If I wasn’t so jet-lagged (still!), suffering from a cold, and busy with the day job, I’d be having that fun myself; SVN is very, very, very nice from what little I can tell so far. Only time will tell if it can beat the lovely Perforce, though, the virtues of which I have extolled on many occasions (earning myself a freebie T-shirt in the process, payola!).
But yeah, SVN looks really cool.
Tolkien: The Encyclopedia of Arda — great for settling those insanely geeky Lord of The Rings arguments, of which there have been loads recently. ;)
For example, yes, Gandalf does wear one of the elf-rings — and this is shown in the ‘sailing of the ring-bearers’ scene in the third movie. (The elf-rings are only intermittently visible in the movie — presumably because only other ring-bearers can see them, or something like that. Ben?)
I’m looking forward to the extended edition of Return of the King already…

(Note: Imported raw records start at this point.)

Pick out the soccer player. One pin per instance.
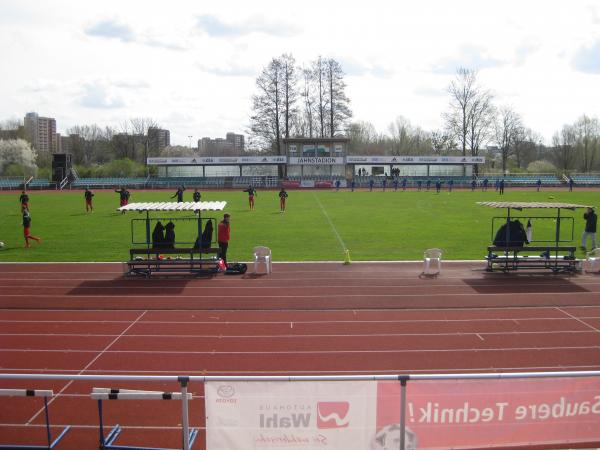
(123, 197)
(26, 228)
(223, 235)
(179, 194)
(24, 199)
(88, 200)
(196, 195)
(251, 193)
(282, 197)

Free Software: Ciaran O’Riordan has just announced the launch of IFSO, the Irish Free Software Organisation:
With Ireland holding the presidency of the EU for the next six months, political lobbying in Ireland will be of increased importance. The fate of the software patentability directive is still undecided, and we now also have the Intellectual Property Rights Enforcement Directive to deal with. In the coming months, members of IFSO also plan to work on spreading education and adoption of Free Software in Ireland. Once we have a proven track record, we hope to become an associate organisation of FSF Europe.
He also notes: ‘by no coincidence, today is also the 20th anniversary of the beginning of the GNU project.’
Go IFSO!
Funny: Lobster Barbie outfit turns out to be a lifesaver: ‘Practical jokers Jim Bright and Chris Costello never imagined that their idea of dressing a female lobster in a Barbie outfit – accessorized with pink high heels – would save her from the steam pot. But it did – at least 10 times.’
Software: some interesting bits on how piracy affects the small software developer from PeerFear (the developer of NewsMonster), Nick Bradbury (Feed Demon), and Ambrosia Software — all small-scale commercial software developers.
Nick notes that when he uploaded a fake ‘cracked’ version to a warez site, he found out that more people used the warez in a few weeks than had ever paid for it. Amazing.
For a while now, I’ve been keen on shareware. I’ve paid for the shareware software I use (like iSilo), purely because I like the shareware model — and the software, of course. ;)
I prefer free software, but I understand some people need to make money from what they’re writing directly in this way, and aren’t writing the software as a kind of hobby or with a ‘public good’ motivation (which is pretty much what drives me to write free software). I even experimented with publishing as shareware myself at one stage.
I found, however, that open source suits me better; I like the way it builds a community of trust around the code, seems to gain better mindshare, reduces the bottleneck on the software developer himself, and generally is more how I’d like to do it. Plus, nobody’s going to pirate code they download for free anyway so I never have to worry about adding DRM-like stuff and accidentally annoying legit users with painful registration codes and so on ;)
With any commercial software, commercial support is required; thoughts about how to pay for it is required; and the developer has to make a commitment to the users in many ways. It’s hard work, and a full-time job. For the software I write in my free time, I can’t provide this support, so free software is the appropriate way to release it.